Otra vez la panda se dirigió a los bares, mientras llegaba el comienzo del baile. Preveía que la tarde sería demasiado larga, pero, con resignación, aceptó pasar las horas siguientes junto a sus amigos. Ahora tomaban copas de un recio coñac que se introducía en su garganta dejando un ardor seco que imprimía al cuerpo un calor súbito. Las conversaciones giraban en torno a las anécdotas relacionadas con los juegos… A él le importaban muy poco; tan solo se interesó por la controversia originada entre partidarios y detractores de la participación de bicicletas de carrera junto a las de paseo. Casi todos estaban de acuerdo en que los ciclistas con esas bicicletas nuevas corrían con ventaja y que en competiciones futuras habría que establecer dos modalidades. A él no le incumbía, pues fue de los primeros en comprar una buena moto Montesa sin importarle el dinero que valía. Era un capricho. Las bicicletas de carrera le gustaban por su diseño novedoso con los guías que parecían cuernos y con esas pequeñas coronas de piñones que recorría la cadena según las necesidades del ciclista, pero en ningún momento se le pasó por la cabeza comprarse una.

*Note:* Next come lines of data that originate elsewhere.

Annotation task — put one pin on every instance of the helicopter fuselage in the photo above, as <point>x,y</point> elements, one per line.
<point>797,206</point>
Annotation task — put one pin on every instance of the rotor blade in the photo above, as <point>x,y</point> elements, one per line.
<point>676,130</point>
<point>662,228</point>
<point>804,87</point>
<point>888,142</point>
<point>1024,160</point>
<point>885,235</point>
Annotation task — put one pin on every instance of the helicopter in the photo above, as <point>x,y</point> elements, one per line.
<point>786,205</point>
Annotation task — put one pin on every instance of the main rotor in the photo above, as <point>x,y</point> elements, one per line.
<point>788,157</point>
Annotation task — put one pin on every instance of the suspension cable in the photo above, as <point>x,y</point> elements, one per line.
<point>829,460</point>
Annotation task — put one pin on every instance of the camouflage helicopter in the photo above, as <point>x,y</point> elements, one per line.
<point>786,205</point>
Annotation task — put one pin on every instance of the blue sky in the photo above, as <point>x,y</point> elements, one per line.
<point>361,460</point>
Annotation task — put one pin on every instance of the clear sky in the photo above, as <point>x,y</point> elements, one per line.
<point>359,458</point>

Cuando llegaron al baile, el salón de Ceferino estaba a rebosar. Desde la puerta pudo contemplar el escenario donde los músicos amenizaban la sesión con una serie de pasodobles que animaban a las parejas a bailar, quedando solo los grupos de mozos solteros y los matrimonios con niños pequeños apoyados en la pared contemplando a los demás cómo se desplazaban con garbo y chulería. Los niños corrían entre las parejas persiguiéndose o se retaban a ver si eran capaces de levantar la falda a alguna moza para ver de qué color llevaba las bragas. En el umbral, indecisos y sin poder avanzar por el gentío en movimiento, pero empujados por los que querían entrar, se abrieron camino luchando con parejas que los apartaban con los codos y mozalbetes que se cruzaban velozmente pisándoles los zapatos. Los danzarines los miraban con descaro, como si fueran unos peleles que no pintaban nada en ese lugar de esparcimiento donde solo deberían encontrarse los emparejados o aquellos que eran capaces de sacar a bailar a una mujer. Con dificultad y acongojados lograron abrirse paso hasta llegar al ambigú, ocupado por otros mozos de su misma condición. Acodados en la barra los más ebrios, o de pie, los que aún aguantaban los embates del alcohol, los recibieron como camaradas. En las mesas, los novios tomaban un refresco y unos cacahuetes mientras charlaban con más tranquilidad. Los mozos desemparejados no les quitaban los ojos de encima, admirando la belleza de la chica y muertos de envidia por la dicha de él por haber encontrado novia. Entre los solterones se picaban para tentar suerte una vez finalizada la primera ronda de cervezas. En tropel regresaron al salón a buscar el respaldo de una pared desde la cual otear. Las chicas solas escaseaban. Bailaban una pieza si algún mozo las sacaba o, con una amiga, si no hallaban pretendientes.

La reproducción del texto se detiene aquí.